KNIVES OUT

Right.

Some of you readers may have noticed that Radiohead have got a new record coming out. Goodness knows how, there’s barely been a mention of it on the web or in the music press after all. Oh, wait, excuse me while I utter a weak consumptive laugh and spit bloody bile into a handkerchief. Judging by the ever-growing shitstorm of expectations and expectorations around Kid Arse, you’d have thought a second moon had been seen in the sky and Thom Yorke, pinch-faced poster boy for self-pitying prigs the world over, had been the first man to walk on it.

And for what? The oldest trick in the pop star’s book – make that the oldest trick in the history of human fucking culture. You have a hit. You have another one. You then make something difficult in the sure and perfect knowledge that people will buy it anyway, and you look incredibly brave, all the way to the bank. And it works, every bastard time. Yorke, that weeping sore on the face of pop, has taken things a step further, showing a cynicism so monstrous I might find it admirable if he wasn’t such a mealy-mouthed puswit. He’s already dropped strong hints that Kid Atrocious will be swiftly followed up by an album of ‘proper’ songs, administering another fleecing to the fanbase while keeping the little lambs loyal. He has his artistic cake, the fans eat shit.

Believe me, I’m as horrified as Thom’s accountant that I’ve been able to hear Kid Abcess early: three weeks more of my life without this preposterous mewl of a record would have been three sweet, sweet weeks. That said, the Napster thing has certain advantages – the ?14.99 a Radiohead fan might save on Kid Abysmal could possibly go on shampoo, clearasil, Prozac, or maybe just trepannation.

And maybe for some fans this most useless of records will help break Thom’s clammy grip on their tastes. Already some are making disappointed noises – Kid Abominable is the equivalent, they might say, of Shakespeare following up Hamlet with a new play whose characters are a tree and a dead fish, written using only the letter ‘g’. (“10.0! A masterfull piece of stage-crafte!” – Sir Brent Of Crescenzo, Pitche Forke).

These footling sycophants miss the point that OK Cash Register, while a thousand times better than the eternal parade of bum that is Kid Aaaaaarrrrgggghhhh, was in itself a dreadful monument to Millennial navel-gazing.

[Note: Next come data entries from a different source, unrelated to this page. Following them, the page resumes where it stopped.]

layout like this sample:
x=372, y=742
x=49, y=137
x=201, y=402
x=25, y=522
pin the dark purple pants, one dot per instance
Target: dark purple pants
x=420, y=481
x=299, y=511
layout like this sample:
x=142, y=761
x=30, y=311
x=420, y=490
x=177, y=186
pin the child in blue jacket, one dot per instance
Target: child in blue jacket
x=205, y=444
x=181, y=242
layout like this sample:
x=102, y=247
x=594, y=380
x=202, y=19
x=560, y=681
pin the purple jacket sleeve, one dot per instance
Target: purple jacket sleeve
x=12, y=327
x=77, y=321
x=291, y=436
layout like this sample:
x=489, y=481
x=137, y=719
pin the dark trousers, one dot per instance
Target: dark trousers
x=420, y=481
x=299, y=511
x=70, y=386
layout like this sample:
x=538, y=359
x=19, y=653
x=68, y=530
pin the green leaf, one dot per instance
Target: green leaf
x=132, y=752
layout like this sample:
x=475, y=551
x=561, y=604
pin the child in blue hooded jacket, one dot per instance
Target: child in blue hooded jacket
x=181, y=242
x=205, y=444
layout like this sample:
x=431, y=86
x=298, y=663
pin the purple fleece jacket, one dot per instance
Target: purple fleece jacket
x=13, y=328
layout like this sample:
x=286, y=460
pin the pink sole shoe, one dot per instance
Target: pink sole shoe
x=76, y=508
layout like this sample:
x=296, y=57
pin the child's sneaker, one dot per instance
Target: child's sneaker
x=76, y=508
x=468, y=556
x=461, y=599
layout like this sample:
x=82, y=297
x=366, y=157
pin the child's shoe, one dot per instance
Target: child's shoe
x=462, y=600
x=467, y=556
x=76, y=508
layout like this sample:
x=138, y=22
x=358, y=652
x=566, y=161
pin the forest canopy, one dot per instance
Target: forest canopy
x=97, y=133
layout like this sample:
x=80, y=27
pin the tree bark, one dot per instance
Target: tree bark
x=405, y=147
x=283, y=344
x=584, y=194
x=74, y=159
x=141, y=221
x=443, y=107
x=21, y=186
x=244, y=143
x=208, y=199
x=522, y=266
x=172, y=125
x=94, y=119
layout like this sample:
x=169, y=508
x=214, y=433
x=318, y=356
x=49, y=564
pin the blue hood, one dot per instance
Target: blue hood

Buying it was the cultural equivalent of shagging someone disasterous at a pre-2K doomsday party, and the world needed a new Radiohead record as much as you needed a dose of the crabs come January 1. Kid Actionable‘s title apparently refers to the ‘first human clone’, implying that the lights on the band are really quite blinding when they’re up on stage. The actual content of the record has zero to the power of fuck-all to do with this rotten concept, which is probably the only positive thing you can say about Kid Agony.

So what’s it sound like, Tanya? Like my ears being scraped out by vinegar-tipped apple corers, dear reader. No, it sounds like a crap IDM record, obviously. A really, really, crap one, with electronic tones in every shade of grey and Thom Yorke, Crown Prince Twat of the Royal House of Twat, moaning over the top of it. “Yesterday I woke up sucking a lemon” he begins. And today you wake up selling a lemon: congratulations. And, oh of course the band try their hand at free jazz (still the surest sign of wankerdom ever devised – when oh when will bands learn that free jazz is called so because no fucker would buy it). Kid Anus is possibly the flattest, drabbest, most shoulder-shrugging pathetic LP I’ve ever had the opportunity to hear. It’s the sound of an unpleasant man wiping his arse on your money and goodwill. He wants you not to buy it, for Christ’s sake! The least you could do is oblige him.